08/07/2019 / Droit public

Contestation d’une ordonnance donnant acte du désistement – pouvoirs du juge de cassation

Aux termes de l’article R612-5-1 du Code de justice administrative : « Lorsque l'état du dossier permet de s'interroger sur l'intérêt que la requête conserve pour son auteur, le président de la formation de jugement ou le président de la chambre chargée de l'instruction, peut inviter le requérant à confirmer expressément le maintien de ses conclusions. La demande qui lui est adressée mentionne que, à défaut de réception de cette confirmation à l'expiration du délai fixé, qui ne peut être inférieur à un mois, il sera réputé s'être désisté de l'ensemble de ses conclusions ».

Les dispositions de cet article issues du décret n° 2019-82 du 7 février 2019 dit « décret JADE » prévoient le désistement d’office d’un requérant lorsqu’il ne répond pas à la demande qui lui est adressée par le juge administratif concernant le maintien de ses conclusions, à l’expiration d’un délai imparti.

A l’occasion de l’examen d’un pourvoi contre une ordonnance donnant acte du désistement, la haute assemblée a jugé que : « il incombe au juge de cassation, saisi de moyens en ce sens, de vérifier que l'intéressé a reçu la demande de confirmation du maintien de ses conclusions, que cette demande laissait au requérant un délai d'au moins un mois pour y répondre et l'informait des conséquences d'un défaut de réponse dans ce délai et que le requérant s'est abstenu de répondre en temps utile. Si les motifs pour lesquels le signataire de l'ordonnance, auquel il incombe de veiller à une bonne administration de la justice, estime que l'état du dossier permet de s'interroger sur l'intérêt que la requête conserve pour son auteur ne peuvent en principe être utilement discutés devant le juge de cassation, il appartient néanmoins à ce dernier de censurer l'ordonnance qui lui est déférée dans le cas où il juge, au vu de l'ensemble des circonstances de l'espèce, qu'il a été fait un usage abusif de la faculté ouverte par l'article R. 612-5-1 du Code de justice administrative ».

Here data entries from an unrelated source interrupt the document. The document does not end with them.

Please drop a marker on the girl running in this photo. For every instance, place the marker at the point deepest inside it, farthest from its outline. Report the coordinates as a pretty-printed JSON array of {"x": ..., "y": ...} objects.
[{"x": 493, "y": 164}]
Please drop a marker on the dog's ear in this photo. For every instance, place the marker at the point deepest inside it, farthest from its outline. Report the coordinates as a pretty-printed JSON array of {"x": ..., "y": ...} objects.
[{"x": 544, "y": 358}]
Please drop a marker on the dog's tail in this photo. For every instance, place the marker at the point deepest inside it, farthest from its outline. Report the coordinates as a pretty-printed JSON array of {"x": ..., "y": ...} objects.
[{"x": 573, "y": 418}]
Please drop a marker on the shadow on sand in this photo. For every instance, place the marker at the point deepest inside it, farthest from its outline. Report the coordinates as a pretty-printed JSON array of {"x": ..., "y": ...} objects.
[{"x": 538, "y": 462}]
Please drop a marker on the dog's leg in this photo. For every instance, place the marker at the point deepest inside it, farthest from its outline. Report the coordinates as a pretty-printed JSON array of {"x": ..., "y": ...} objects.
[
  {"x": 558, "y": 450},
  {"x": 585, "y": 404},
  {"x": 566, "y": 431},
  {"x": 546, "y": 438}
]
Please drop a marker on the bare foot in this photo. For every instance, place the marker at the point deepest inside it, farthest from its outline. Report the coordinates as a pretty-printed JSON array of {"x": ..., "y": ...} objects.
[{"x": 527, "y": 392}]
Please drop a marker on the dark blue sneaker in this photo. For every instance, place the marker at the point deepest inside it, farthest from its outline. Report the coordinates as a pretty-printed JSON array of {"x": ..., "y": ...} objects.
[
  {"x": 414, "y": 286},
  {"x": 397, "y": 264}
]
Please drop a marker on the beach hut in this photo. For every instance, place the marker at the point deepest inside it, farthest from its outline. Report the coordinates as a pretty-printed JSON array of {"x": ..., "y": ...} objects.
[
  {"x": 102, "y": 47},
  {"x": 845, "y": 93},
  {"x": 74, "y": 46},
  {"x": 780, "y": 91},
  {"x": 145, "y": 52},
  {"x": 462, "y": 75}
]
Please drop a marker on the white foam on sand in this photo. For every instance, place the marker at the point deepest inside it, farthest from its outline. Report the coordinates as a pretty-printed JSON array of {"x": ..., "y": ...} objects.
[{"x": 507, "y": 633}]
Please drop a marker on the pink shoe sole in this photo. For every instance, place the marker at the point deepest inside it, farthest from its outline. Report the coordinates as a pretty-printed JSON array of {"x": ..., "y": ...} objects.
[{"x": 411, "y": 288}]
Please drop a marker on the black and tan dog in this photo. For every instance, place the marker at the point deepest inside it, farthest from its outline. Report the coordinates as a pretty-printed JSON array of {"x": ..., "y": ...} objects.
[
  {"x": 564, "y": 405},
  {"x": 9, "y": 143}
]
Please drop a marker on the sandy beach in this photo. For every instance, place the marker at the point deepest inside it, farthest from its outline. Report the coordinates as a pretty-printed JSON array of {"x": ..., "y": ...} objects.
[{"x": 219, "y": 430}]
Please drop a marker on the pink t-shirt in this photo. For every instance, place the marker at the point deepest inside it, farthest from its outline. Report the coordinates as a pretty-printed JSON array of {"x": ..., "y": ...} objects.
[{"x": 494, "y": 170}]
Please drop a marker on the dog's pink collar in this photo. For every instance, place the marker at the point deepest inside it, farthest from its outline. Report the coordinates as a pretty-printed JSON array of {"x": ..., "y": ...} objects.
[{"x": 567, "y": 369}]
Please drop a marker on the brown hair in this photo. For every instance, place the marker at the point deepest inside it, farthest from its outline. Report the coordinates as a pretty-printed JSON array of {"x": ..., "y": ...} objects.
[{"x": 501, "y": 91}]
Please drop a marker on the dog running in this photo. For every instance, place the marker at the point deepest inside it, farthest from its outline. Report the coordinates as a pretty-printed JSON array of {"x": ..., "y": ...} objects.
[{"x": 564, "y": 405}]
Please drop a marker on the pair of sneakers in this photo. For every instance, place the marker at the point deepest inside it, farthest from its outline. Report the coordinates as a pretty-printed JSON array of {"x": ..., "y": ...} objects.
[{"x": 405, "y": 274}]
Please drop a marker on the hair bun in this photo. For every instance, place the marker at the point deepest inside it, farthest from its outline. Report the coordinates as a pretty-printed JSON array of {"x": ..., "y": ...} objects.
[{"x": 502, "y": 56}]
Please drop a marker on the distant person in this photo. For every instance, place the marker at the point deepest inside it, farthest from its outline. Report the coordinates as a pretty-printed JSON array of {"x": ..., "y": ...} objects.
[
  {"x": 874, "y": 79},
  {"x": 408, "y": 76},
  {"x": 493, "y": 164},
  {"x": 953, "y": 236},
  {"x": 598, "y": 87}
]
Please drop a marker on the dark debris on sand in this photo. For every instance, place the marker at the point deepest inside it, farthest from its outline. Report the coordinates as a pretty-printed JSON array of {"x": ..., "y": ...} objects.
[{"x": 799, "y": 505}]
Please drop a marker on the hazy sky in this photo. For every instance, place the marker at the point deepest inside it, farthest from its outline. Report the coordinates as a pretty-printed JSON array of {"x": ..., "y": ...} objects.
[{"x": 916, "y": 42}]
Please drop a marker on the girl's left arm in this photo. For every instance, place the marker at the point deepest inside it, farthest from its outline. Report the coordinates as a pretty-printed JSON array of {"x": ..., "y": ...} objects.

Jusqu’ici, le contrôle du juge de cassation en la matière se limitait à la régularité formelle de la demande de confirmation du maintien de ses conclusions adressée par le juge au requérant (voir en ce sens un arrêt récent : CE 19 mars 2018, n° 410389, Société Roset). Il était exclu tout contrôle des motifs pour lesquels le signataire de l’ordonnance s’interroge sur l’intérêt que la requête conserve pour son auteur.

La décision commentée abandonne donc cette jurisprudence puisqu’il est admis que le juge de cassation est désormais tenu « de censurer l'ordonnance qui lui est déférée dans le cas où il juge, au vu de l'ensemble des circonstances de l'espèce, qu'il a été fait un usage abusif de la faculté ouverte par l'article R. 612-5-1 du Code de justice administrative ».